Building an HPC Environment with AWS ParallelCluster - Automated Slurm Cluster Provisioning and Scaling

Automatically provision HPC clusters with CloudFormation and manage jobs with the Slurm scheduler. Also covers cost optimization with Spot Instances.

Overview of ParallelCluster

ParallelCluster is an open-source HPC cluster management tool provided by AWS. You define cluster configuration (instance types, node count, storage, networking) in a YAML configuration file and automatically provision it as a CloudFormation stack with the pcluster create-cluster command. The Slurm job scheduler is configured by default, allowing you to use existing Slurm job scripts as-is. It is used for large-scale parallel computing workloads including computational fluid dynamics (CFD), molecular dynamics, genome analysis, weather simulation, and financial risk calculation.

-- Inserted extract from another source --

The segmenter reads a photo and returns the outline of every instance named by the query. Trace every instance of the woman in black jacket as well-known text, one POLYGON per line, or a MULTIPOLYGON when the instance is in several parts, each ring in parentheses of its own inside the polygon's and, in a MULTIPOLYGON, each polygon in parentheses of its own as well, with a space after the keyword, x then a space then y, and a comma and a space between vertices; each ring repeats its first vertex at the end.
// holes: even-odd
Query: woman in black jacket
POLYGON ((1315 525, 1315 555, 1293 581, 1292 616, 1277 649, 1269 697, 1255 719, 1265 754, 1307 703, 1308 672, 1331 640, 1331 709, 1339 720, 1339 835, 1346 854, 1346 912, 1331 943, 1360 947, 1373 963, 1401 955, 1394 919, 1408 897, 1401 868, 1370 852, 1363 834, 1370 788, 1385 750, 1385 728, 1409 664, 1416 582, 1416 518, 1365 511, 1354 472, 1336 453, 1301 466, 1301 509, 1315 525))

Auto Scaling and Cost Optimization

ParallelCluster's auto scaling works in conjunction with Slurm's job queue. When jobs are submitted, compute nodes automatically launch, and when nodes remain idle for a specified period after job completion, they automatically terminate. During periods with no jobs, the compute node count drops to zero, with only the head node incurring charges. Using Spot Instances can reduce HPC workload costs by up to 90%. Specifying multiple instance types in the capacity type configuration improves Spot availability. For checkpoint-capable applications, you can configure automatic job requeuing when Spot interruptions occur.

EFA and Shared Storage

EFA (Elastic Fabric Adapter) is a high-speed network interface for HPC workloads, providing 100 Gbps inter-node communication. It is effective for MPI (Message Passing Interface) based parallel computing where inter-node data exchange becomes a bottleneck. Simply enabling EFA in the ParallelCluster configuration automatically provisions EFA on compute nodes. For shared storage, you can choose from FSx for Lustre, EFS, and EBS. FSx for Lustre provides throughput of up to hundreds of GB/s, making it ideal for parallel reads of large datasets. Integration with S3 automatically imports data from S3 into the Lustre file system and exports computation results back to S3. For a comprehensive guide to ParallelCluster architecture, technical books (Amazon) are a useful reference.

Summary

ParallelCluster is a tool that automatically provisions Slurm-based HPC clusters on AWS. Auto scaling provides resource management aligned with job demand, Spot Instances reduce costs, and EFA delivers high-speed inter-node communication. It is ideal for migrating from on-premises HPC clusters or handling burst computing demands.